For now I will leave aside discussion of the 6 and move on to the 3 which is my own position in the scale. It corresponds to the Individual of the trinity Transcendent (9), Cosmic (6), Individual Soul (3). These are the three components of the Divine Manifestation and the basis of all creation. They form the primary ingredients of Sri Aurobindo’s own teachings, a direct result of his discovery of the ‘cryptogram’, we must assume.

Cosmology comes into being at the third level because in the planetary harmony it is the third planet from the Sun, the Earth. Vedic cosmogony arises from a penetration within, into the deepest recesses of the human soul (3). And there lies the coveted knowledge of the third level. What is written in this secret Cave is the sacred Script that has been with us from time immemorial, in the symbols of the tropical zodiac with its twelve hieroglyphs and animal pictographs. And since it is the treasure within the Cave of one’s innermost being, it is there for all to discover anywhere on the globe, whatever be one’s cultural background. Because it is the ‘cryptogram’ lodged in each individual soul,  eminent psychologists such as Carl Jung have given pride of place to what Jung described as symbols brought up from the ‘collective unconsciousness’ which, he discovered through exchanges with his patients, was universal and cross-cultural in nature. This symbolism runs throughout the Veda.
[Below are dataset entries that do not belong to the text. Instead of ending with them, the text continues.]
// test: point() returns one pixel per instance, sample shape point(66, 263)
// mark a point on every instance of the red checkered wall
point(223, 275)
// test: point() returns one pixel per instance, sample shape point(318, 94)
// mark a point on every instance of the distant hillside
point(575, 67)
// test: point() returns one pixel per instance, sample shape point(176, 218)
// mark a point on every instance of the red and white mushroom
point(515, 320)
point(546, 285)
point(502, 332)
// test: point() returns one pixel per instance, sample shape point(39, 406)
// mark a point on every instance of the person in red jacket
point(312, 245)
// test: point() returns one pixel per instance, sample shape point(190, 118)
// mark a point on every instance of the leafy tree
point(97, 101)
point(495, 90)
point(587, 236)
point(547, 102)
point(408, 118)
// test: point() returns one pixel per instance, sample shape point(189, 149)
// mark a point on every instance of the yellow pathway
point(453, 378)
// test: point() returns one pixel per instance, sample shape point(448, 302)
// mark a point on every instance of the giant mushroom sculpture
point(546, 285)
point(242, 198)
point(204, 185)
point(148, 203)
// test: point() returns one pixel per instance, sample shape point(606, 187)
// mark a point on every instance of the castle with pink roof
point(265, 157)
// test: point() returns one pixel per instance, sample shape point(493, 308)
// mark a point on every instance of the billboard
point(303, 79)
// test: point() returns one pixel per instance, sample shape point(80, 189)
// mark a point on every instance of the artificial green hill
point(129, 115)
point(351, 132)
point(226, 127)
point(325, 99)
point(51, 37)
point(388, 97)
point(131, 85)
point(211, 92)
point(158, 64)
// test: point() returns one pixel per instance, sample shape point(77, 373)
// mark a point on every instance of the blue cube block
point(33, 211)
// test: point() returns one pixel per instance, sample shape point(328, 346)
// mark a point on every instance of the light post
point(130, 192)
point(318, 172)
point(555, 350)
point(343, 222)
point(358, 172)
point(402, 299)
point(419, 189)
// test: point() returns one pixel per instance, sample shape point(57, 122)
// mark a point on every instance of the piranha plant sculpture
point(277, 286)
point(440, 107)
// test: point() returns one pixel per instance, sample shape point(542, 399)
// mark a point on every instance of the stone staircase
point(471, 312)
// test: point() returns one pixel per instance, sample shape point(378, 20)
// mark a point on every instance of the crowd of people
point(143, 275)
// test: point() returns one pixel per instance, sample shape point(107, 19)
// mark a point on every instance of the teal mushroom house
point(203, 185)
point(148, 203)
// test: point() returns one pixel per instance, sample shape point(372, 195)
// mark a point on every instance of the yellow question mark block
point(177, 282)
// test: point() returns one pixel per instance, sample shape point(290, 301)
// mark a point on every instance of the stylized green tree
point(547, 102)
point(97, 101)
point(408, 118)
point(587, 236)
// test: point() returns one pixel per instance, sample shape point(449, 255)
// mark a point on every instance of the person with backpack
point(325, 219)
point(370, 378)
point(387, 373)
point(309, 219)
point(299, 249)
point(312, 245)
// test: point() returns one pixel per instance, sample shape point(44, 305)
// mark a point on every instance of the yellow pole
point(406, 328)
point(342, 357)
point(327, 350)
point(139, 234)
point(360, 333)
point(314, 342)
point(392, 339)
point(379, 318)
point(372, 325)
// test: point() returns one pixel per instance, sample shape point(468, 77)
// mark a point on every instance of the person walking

More specifically, it is from that innermost Point that the cosmic directions of Vertical and Horizontal cross; and thereby the perfect Centre becomes unveiled as the pillar of one’s being. Across the ages this traditional concept has been maintained, though the actual realisation which an alignment of this Vedic order would bring about was lost. Nonetheless, respect for the concept – that is, the Earth-centred poise – has been faithfully maintained, for instance in astrological tradition whenever horoscopes are drawn up. Science criticises astrology for this very concept and practice. It is certainly not that the ancients ignored the actual celestial mechanics  and the fact that the planets revolve around the Sun and not around the Earth,  as the horoscope construction might suggest; rather the Vedic methodology, which we find reflected in astrology, was far superior to any yogic achievement of the centuries that followed because it is Earth-oriented and its entire cosmology arose through an innermost penetration and not an extension of one’s consciousness into the cosmos beyond our system,  with all that this extension  implies in the quest for a Cosmic Truth such as in the Veda.

This is the key to the difference between the Veda and what followed. It is the point Sri Aurobindo makes when he states that dristi, sruti, smriti and ketu formed the foundation of the Vedic experience. These are illuminations that arise solely within  one’s inner being, never through dissolution of the nexus of one’s consciousness by extension to the Beyond. Yet though this Earth-orientation is the primary ingredient in a true Vedic quest, it’s very first premise, it is entirely overlooked today. Indeed, we have the moderator of the Hindu Calendar Forum referring to such intuitive insights as ‘hallucinations’.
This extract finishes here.